JAKARTA, EDUNEWS.ID – Menteri Koordinator Bidang Kemaritiman dan Investasi Luhut Binsar Pandjaitan mengatakan pemerintah harus berupaya mengurangi produk impor, khususnya bahan baku obat domestik. Musababnya sampai saat ini, 95 persen bahan baku obat masih didatangkan dari luar negeri.
“Kita lihat, paracetamol masih kita impor. Kita mau hentikan ini semua. Anda bisa bayangin enggak (molekul) Na-Na-Na-Na ini ada empat, 100 persen kita impor. Anda bisa bayangin enggak, masa bangsa besar ini mau jadi tempat market orang lain,” kata Luhut melalui videokonferensi dalam acara halal bihalal Kamar Dagang dan Industri Indonesia (Kadin) di Hotel Four Season, Jakarta, Jumat malam, 28 Mei 2021.
Menurut Luhut, sebagai Ketua Tim Nasional Peningkatan Penggunaan Produk Dalam Negeri, ia telah berbicara dengan Menteri Perindustrian Agus Gumiwang dan Presiden Joko Widodo untuk mengatasi persoalan impor produk farmasi. Menurut dia, pemerintah harus segera mendongkrak penyerapan tingkat komponen dalam negeri atau TKDN dan memaksimalkan potensi yang ada.
Apalagi, berdasarkan paparannya, pasar farmasi nasional tumbuh positif dalam lima tahun terakhir. Pada 2019, pasar farmasi dalam negeri telah mencapai Rp 88,6 triliun. Sedangkan pertumbuhan pasar farmasi telah menyentuh 5,57 persen selama periode 2015-2019.

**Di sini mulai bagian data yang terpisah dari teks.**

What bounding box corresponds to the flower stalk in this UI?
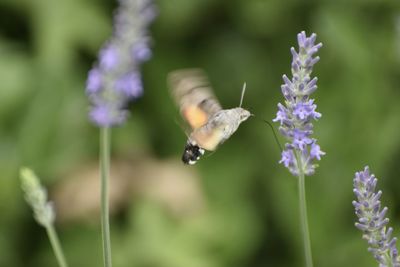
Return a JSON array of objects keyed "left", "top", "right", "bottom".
[
  {"left": 100, "top": 127, "right": 112, "bottom": 267},
  {"left": 86, "top": 0, "right": 156, "bottom": 267},
  {"left": 273, "top": 31, "right": 325, "bottom": 267},
  {"left": 20, "top": 168, "right": 68, "bottom": 267}
]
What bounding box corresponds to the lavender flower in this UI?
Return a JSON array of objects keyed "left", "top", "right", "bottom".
[
  {"left": 86, "top": 0, "right": 156, "bottom": 127},
  {"left": 273, "top": 31, "right": 325, "bottom": 176},
  {"left": 20, "top": 168, "right": 56, "bottom": 227},
  {"left": 353, "top": 167, "right": 400, "bottom": 267}
]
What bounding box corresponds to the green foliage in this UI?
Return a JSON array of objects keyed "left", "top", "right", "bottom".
[{"left": 0, "top": 0, "right": 400, "bottom": 267}]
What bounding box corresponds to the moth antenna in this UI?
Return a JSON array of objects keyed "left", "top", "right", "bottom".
[{"left": 239, "top": 82, "right": 246, "bottom": 108}]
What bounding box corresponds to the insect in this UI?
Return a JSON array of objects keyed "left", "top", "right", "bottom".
[{"left": 168, "top": 69, "right": 252, "bottom": 165}]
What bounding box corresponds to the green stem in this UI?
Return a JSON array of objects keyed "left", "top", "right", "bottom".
[
  {"left": 100, "top": 127, "right": 112, "bottom": 267},
  {"left": 298, "top": 170, "right": 313, "bottom": 267},
  {"left": 46, "top": 224, "right": 68, "bottom": 267}
]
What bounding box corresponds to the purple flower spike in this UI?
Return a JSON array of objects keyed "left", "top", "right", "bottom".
[
  {"left": 86, "top": 0, "right": 157, "bottom": 127},
  {"left": 353, "top": 166, "right": 400, "bottom": 267},
  {"left": 273, "top": 31, "right": 325, "bottom": 175}
]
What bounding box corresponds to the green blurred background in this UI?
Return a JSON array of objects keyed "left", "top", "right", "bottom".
[{"left": 0, "top": 0, "right": 400, "bottom": 267}]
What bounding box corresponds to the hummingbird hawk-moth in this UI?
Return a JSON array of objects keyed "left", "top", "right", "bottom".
[{"left": 168, "top": 69, "right": 252, "bottom": 165}]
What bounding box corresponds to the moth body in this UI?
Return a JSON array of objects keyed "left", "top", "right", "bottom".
[{"left": 168, "top": 69, "right": 251, "bottom": 165}]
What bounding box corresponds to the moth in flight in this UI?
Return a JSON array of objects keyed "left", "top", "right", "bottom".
[{"left": 168, "top": 69, "right": 252, "bottom": 165}]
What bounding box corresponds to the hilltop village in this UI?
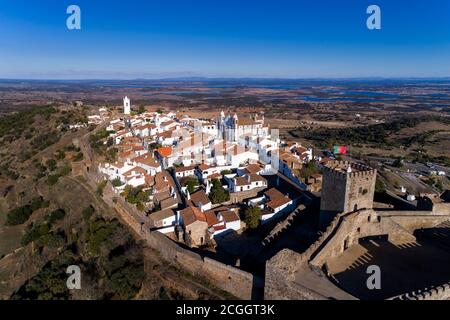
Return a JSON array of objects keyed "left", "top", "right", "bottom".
[
  {"left": 98, "top": 97, "right": 312, "bottom": 246},
  {"left": 74, "top": 97, "right": 450, "bottom": 299}
]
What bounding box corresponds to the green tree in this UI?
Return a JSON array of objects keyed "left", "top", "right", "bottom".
[
  {"left": 111, "top": 177, "right": 123, "bottom": 187},
  {"left": 45, "top": 159, "right": 56, "bottom": 171},
  {"left": 97, "top": 180, "right": 107, "bottom": 196}
]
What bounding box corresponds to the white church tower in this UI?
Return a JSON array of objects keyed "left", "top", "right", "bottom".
[{"left": 123, "top": 97, "right": 131, "bottom": 114}]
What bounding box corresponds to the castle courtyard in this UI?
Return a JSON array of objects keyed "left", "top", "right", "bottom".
[{"left": 328, "top": 238, "right": 450, "bottom": 299}]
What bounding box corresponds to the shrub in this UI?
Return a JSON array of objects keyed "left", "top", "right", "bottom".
[
  {"left": 47, "top": 174, "right": 59, "bottom": 186},
  {"left": 81, "top": 206, "right": 95, "bottom": 220}
]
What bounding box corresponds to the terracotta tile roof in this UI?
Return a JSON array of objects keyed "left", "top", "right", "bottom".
[
  {"left": 175, "top": 165, "right": 196, "bottom": 172},
  {"left": 133, "top": 154, "right": 160, "bottom": 168},
  {"left": 123, "top": 167, "right": 147, "bottom": 177},
  {"left": 150, "top": 209, "right": 175, "bottom": 221},
  {"left": 159, "top": 197, "right": 178, "bottom": 210},
  {"left": 206, "top": 172, "right": 222, "bottom": 180},
  {"left": 156, "top": 147, "right": 172, "bottom": 157},
  {"left": 180, "top": 206, "right": 206, "bottom": 226},
  {"left": 244, "top": 164, "right": 262, "bottom": 173},
  {"left": 234, "top": 177, "right": 250, "bottom": 186},
  {"left": 198, "top": 163, "right": 210, "bottom": 171},
  {"left": 248, "top": 173, "right": 267, "bottom": 182},
  {"left": 204, "top": 211, "right": 220, "bottom": 227},
  {"left": 266, "top": 197, "right": 291, "bottom": 210},
  {"left": 220, "top": 211, "right": 240, "bottom": 222},
  {"left": 264, "top": 188, "right": 284, "bottom": 199},
  {"left": 191, "top": 190, "right": 211, "bottom": 207}
]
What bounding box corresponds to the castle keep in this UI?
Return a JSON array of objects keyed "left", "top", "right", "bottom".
[{"left": 320, "top": 161, "right": 377, "bottom": 226}]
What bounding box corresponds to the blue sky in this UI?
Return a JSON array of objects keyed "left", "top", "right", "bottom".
[{"left": 0, "top": 0, "right": 450, "bottom": 79}]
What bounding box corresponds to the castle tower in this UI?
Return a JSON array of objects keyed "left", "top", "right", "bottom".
[
  {"left": 123, "top": 97, "right": 131, "bottom": 114},
  {"left": 320, "top": 161, "right": 377, "bottom": 227}
]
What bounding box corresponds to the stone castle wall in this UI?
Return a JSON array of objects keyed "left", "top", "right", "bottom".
[{"left": 320, "top": 161, "right": 377, "bottom": 227}]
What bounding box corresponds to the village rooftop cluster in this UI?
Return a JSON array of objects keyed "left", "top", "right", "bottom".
[{"left": 98, "top": 97, "right": 321, "bottom": 246}]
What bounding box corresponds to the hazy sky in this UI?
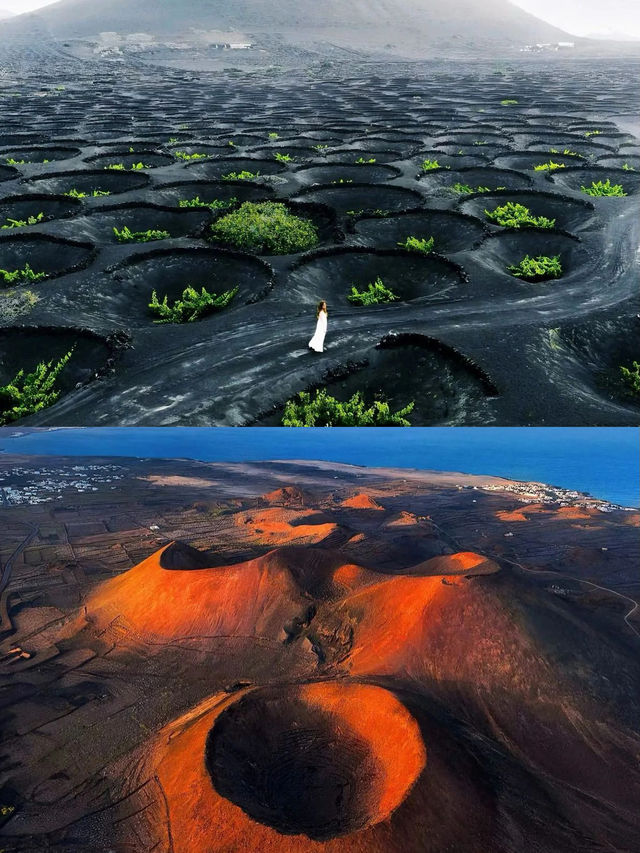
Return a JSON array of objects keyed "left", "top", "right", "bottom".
[{"left": 0, "top": 0, "right": 640, "bottom": 36}]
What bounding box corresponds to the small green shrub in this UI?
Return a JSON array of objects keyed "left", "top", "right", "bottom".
[
  {"left": 485, "top": 201, "right": 556, "bottom": 228},
  {"left": 211, "top": 201, "right": 318, "bottom": 255},
  {"left": 63, "top": 189, "right": 111, "bottom": 198},
  {"left": 105, "top": 163, "right": 151, "bottom": 172},
  {"left": 347, "top": 277, "right": 400, "bottom": 305},
  {"left": 533, "top": 160, "right": 566, "bottom": 172},
  {"left": 451, "top": 182, "right": 491, "bottom": 195},
  {"left": 398, "top": 237, "right": 435, "bottom": 255},
  {"left": 178, "top": 196, "right": 238, "bottom": 210},
  {"left": 0, "top": 290, "right": 40, "bottom": 320},
  {"left": 345, "top": 207, "right": 391, "bottom": 219},
  {"left": 113, "top": 225, "right": 171, "bottom": 243},
  {"left": 0, "top": 264, "right": 47, "bottom": 284},
  {"left": 620, "top": 361, "right": 640, "bottom": 395},
  {"left": 149, "top": 287, "right": 238, "bottom": 323},
  {"left": 549, "top": 148, "right": 584, "bottom": 160},
  {"left": 0, "top": 349, "right": 73, "bottom": 425},
  {"left": 282, "top": 388, "right": 415, "bottom": 427},
  {"left": 173, "top": 151, "right": 208, "bottom": 160},
  {"left": 507, "top": 255, "right": 563, "bottom": 281},
  {"left": 0, "top": 213, "right": 44, "bottom": 229},
  {"left": 222, "top": 169, "right": 260, "bottom": 181},
  {"left": 580, "top": 178, "right": 627, "bottom": 198}
]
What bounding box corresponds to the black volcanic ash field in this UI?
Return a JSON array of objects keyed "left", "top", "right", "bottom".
[{"left": 0, "top": 61, "right": 640, "bottom": 425}]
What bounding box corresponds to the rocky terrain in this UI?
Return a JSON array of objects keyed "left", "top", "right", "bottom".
[
  {"left": 0, "top": 456, "right": 640, "bottom": 853},
  {"left": 0, "top": 55, "right": 640, "bottom": 426}
]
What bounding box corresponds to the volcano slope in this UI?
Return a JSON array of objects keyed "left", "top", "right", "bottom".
[
  {"left": 0, "top": 56, "right": 640, "bottom": 426},
  {"left": 0, "top": 457, "right": 640, "bottom": 853}
]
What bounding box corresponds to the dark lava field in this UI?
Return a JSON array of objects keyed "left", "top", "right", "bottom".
[{"left": 0, "top": 61, "right": 640, "bottom": 426}]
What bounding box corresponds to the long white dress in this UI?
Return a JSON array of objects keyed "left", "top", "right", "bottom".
[{"left": 309, "top": 311, "right": 327, "bottom": 352}]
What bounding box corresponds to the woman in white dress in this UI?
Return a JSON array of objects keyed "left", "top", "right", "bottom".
[{"left": 309, "top": 300, "right": 329, "bottom": 352}]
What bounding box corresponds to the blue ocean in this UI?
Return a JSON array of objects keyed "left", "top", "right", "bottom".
[{"left": 0, "top": 427, "right": 640, "bottom": 506}]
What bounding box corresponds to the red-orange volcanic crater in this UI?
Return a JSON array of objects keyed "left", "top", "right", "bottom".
[{"left": 150, "top": 682, "right": 426, "bottom": 853}]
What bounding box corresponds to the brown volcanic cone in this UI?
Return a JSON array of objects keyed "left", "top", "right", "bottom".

Untuk mendorong kemandirian industri farmasi dalam negeri, Luhut mengatakan pemerintah telah menerbitkan pelbagai kebijakan. Misalnya, membuat peta jalan pengembangan bahan baku obat melalui Peraturan Menteri Kesehatan Nomor 86, 87, dan 88 Tahun 2013.
Pemerintah juga menerbitkan paket kebijakan ekonomi XI pada 2016 yang mendorong pengembangan industri farmasi serta alat kesehatan. Selanjutnya pada 2016, pemerintah mengeluarkan Instruksi Presiden Nomor 6 Tahun 2016. Pada 2017, Kementerian Kesehatan kembali menerbitkan beleid mengenai rencana aksi pengembangan industri melalui Peraturan Menteri Kesehatan Nomor 17 Tahun 2017.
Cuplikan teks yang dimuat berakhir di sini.